It is with great pride that we get to announce that our own Chief Scientist, Claudia Perlich, has once again taken home a coveted prize at this year’s ACM KDD conference.  Her paper, “Leakage in Data Mining: Formulation, Detection and Avoidance,” co-authored with two exceptional statisticians at Tel-Aviv University, has won the best paper award at the 2011 KDD conference.  The competition for this award was extraordinary — over 700 papers from many of the leading machine learning experts and data scientists worldwide.

Claudia is no stranger to winning contests at KDD, which is one of the world’s top data mining conferences, attended by both academia and top industry players (like Google, Yahoo, Microsoft, and now m6d!).  She has actually won their annual data mining competition three times in the past, and now sits on the committee that administers the competition.  Her current “best paper” is related to her experience winning these competitions.  She and her colleagues offer a formal analysis on a common pitfall in data mining & statistical analysis called “Leakage.”  According to the paper, “leakage is essentially the introduction of information about the data mining target, which should not be legitimately available to mine from.”  In other words, information related to the data you are trying to predict has “leaked” into the data you are using to make the prediction.  A trivial example that might illustrate this is as follows:

I am tasked to predict which prospects in a given pool will purchase a product online after being shown an ad for the product.  As the modeler, I pull all recent ad impressions from the data, and I use publisher, time of day and last site visited as my predictors.  I also pull in who has and hasn’t purchased, and who has and hasn’t visited the checkout page.  Now for those who purchased, the last site visited was the checkout page of the product being purchased.  If this was in my set of predictors, it would get a very high weight in my model, though in practice, this would be a useless model.  It is not feasible to target based on someone being on the checkout page, because the checkout page is the event that, by design, always precedes a purchase.
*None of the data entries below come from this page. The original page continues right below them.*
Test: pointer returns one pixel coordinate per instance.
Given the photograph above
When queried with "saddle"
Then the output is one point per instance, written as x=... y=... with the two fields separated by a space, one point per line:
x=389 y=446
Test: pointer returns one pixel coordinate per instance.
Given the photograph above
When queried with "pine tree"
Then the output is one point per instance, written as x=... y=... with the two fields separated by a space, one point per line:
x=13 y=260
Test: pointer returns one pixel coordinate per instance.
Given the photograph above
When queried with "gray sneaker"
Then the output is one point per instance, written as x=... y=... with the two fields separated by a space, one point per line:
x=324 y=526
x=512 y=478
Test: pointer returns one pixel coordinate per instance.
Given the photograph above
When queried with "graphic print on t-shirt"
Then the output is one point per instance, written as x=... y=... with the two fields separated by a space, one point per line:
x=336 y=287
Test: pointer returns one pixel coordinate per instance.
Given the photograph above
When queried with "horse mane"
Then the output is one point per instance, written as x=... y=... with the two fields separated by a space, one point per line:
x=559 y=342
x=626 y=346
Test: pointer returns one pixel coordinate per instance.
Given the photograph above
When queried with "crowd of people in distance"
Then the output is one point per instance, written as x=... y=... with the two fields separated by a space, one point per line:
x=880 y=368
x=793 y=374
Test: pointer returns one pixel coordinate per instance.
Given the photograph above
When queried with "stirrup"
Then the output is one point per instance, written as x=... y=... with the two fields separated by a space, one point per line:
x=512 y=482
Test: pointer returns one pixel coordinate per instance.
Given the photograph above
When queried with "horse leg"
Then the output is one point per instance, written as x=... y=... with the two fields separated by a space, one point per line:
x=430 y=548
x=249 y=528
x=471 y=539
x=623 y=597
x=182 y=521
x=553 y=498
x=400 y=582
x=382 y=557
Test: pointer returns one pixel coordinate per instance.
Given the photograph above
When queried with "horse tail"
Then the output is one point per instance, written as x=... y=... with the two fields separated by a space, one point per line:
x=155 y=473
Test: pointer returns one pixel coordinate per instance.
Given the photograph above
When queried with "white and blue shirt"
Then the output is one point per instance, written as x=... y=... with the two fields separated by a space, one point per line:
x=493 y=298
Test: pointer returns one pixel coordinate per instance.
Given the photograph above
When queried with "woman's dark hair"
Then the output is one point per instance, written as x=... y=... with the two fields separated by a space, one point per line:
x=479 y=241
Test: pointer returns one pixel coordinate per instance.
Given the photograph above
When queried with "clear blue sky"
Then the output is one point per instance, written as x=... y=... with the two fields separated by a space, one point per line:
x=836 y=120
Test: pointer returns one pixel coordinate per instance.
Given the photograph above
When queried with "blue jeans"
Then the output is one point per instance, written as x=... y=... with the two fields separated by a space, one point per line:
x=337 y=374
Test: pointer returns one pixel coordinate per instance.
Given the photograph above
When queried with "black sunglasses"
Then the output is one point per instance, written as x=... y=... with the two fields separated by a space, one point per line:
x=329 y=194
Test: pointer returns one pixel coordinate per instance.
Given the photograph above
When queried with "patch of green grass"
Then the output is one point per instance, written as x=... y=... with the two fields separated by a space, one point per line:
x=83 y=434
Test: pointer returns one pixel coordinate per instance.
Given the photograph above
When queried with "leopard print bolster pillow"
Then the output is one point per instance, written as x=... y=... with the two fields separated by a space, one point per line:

The above is a somewhat trivial example, but leakage is not a trivial problem.  As the paper points out, this problem has occurred in many data mining competitions, designed by highly qualified statisticians.  Kudos to Claudia and team for discovering the issue in these competitions and calling attention to the persistence of the problem.  It is refreshing to read a paper that offers practical guidance around such a subtle, but model-effacing, misapplication of proper modeling methodology.

Reflecting on how this relates to our work at m6d, I am thrilled to have such creative and intuitive colleagues.  We face new modeling challenges all the time, especially in such a fast moving and vast ecosystem.  Every algorithm starts with a team of people trying to solve a problem, and oftentimes these problems are so new that no textbook provides a how-to guide to designing an optimal solution.  In these situations, the algorithms are only as good as the statistical craftsmanship of the people who designed and planned them.  In our case, Claudia is one of the finest craftswoman in the field of data modeling and analysis, and so we are very fortunate to have her on our team.  And to our customers … never should you fear that leakage will ever corrupt your next campaign’s performance!